La verdad es que R.O. tiene motivos para estar resentido. Sería un buen alférez de complemento, pero su expediente se está retrasando más de lo conveniente.

Ya habrían atendido su solicitud, la presentó en cuanto pasó los tres meses preceptivos en el frente, pero como procede de la zona roja, la resolución se está alargando más de lo previsto.

Es uno de los que se sublevaron en el Cuartel de la Montaña; los guardias de asalto y los milicianos pudieron con ellos y escapó de puro milagro.

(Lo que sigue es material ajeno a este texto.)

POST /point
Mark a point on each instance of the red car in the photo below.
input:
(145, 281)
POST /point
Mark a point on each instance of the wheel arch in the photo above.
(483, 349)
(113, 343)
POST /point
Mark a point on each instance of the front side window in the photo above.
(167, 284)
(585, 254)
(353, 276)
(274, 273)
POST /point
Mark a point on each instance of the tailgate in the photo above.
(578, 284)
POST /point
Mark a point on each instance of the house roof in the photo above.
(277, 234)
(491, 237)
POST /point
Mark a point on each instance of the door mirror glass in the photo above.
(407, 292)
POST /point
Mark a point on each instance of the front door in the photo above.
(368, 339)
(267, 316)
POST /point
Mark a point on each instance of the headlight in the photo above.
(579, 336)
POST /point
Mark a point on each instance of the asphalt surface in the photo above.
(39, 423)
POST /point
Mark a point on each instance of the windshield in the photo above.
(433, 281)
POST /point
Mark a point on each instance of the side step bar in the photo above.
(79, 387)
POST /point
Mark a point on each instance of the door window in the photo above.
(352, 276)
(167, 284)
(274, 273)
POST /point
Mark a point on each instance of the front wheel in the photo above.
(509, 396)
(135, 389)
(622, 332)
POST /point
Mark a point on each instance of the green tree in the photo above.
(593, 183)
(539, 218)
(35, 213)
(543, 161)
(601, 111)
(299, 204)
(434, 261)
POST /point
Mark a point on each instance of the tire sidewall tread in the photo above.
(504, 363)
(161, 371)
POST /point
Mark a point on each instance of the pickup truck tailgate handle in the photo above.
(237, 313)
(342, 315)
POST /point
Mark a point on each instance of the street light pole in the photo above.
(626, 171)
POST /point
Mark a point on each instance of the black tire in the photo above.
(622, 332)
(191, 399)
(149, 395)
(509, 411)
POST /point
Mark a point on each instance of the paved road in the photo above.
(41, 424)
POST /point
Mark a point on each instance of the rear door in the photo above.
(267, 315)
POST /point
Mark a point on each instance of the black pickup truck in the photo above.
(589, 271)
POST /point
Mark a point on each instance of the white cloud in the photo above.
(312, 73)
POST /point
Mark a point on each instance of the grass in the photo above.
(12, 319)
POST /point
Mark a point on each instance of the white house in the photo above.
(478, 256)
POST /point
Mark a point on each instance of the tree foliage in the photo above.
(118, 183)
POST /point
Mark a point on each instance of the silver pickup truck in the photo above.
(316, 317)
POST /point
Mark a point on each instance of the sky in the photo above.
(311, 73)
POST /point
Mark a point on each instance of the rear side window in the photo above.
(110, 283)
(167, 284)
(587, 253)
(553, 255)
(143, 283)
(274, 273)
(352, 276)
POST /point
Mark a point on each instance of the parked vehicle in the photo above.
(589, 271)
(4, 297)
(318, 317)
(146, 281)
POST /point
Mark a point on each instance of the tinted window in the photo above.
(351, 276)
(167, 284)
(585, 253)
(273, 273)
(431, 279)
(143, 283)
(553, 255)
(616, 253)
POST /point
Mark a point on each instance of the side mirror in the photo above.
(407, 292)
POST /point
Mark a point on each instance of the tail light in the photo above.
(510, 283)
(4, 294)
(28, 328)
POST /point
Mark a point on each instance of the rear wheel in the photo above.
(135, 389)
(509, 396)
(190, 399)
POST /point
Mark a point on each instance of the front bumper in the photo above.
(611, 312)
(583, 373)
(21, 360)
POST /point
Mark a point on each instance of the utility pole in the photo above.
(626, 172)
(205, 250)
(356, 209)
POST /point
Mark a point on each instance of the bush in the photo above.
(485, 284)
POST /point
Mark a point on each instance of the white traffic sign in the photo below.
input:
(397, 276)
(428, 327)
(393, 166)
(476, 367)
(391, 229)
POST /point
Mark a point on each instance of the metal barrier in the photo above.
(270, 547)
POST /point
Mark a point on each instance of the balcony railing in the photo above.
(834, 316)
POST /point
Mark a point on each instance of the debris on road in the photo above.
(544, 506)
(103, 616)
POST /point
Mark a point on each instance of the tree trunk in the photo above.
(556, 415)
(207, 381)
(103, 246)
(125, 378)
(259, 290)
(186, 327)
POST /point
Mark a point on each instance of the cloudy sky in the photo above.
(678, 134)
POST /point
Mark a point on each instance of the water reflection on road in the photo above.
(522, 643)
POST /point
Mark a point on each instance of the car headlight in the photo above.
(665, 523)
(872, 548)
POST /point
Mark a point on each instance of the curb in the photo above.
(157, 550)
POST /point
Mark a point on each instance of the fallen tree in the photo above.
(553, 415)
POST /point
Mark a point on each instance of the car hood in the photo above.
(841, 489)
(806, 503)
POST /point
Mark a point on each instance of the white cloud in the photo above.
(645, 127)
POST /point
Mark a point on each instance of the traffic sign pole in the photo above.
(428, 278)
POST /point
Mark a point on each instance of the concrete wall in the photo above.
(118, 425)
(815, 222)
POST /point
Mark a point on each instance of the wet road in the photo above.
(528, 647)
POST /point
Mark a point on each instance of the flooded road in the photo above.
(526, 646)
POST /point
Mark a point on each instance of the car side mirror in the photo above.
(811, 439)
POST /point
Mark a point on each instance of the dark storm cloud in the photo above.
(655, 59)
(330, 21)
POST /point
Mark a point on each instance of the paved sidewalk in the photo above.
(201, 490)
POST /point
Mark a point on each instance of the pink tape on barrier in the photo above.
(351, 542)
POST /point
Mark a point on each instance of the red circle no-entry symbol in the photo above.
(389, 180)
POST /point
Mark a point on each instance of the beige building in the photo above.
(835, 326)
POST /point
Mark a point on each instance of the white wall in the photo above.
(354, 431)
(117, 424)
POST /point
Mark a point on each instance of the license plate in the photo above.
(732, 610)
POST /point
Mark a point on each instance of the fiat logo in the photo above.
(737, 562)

Reconocían a los falangistas por el uniforme militar recién estrenado que les habían dado dos días antes, y los fusilaban junto con oficiales y cadetes. Se libró gracias a que consiguió llegar a las cocinas y ponerse a tiempo un sucio mono de ranchero que encontró colgado de un clavo.

Se hizo pasar por soldado de reemplazo, los únicos a los que respetaron los milicianos. Salió del cuartel confundido con la multitud y para disimular se unió a una de las muchas milicias que se formaban por doquier.

Pasó los primeros meses en Madrid haciéndose pasar por rojo, hasta que un día de niebla se presentó en la zona nacional. Jura y perjura que nunca disparó contra nuestras tropas.

En el ejército hay mucho papeleo. Un expediente rutinario no dura más de quince días, pero llevamos esperando el suyo más de tres meses.

Asegura que es un camisa vieja, pero los nombres que ha dado como aval tienen pega: los que no visten traje de madera están desaparecidos. Se rumorea que uno aparece en una lista de refugiados de la Embajada de Chile y que el asunto ha pasado a manos del S.I.M.P.

Todo lo que viene de la zona roja es sospechoso, así que de momento seguirá dando barrigazos en mi compañía.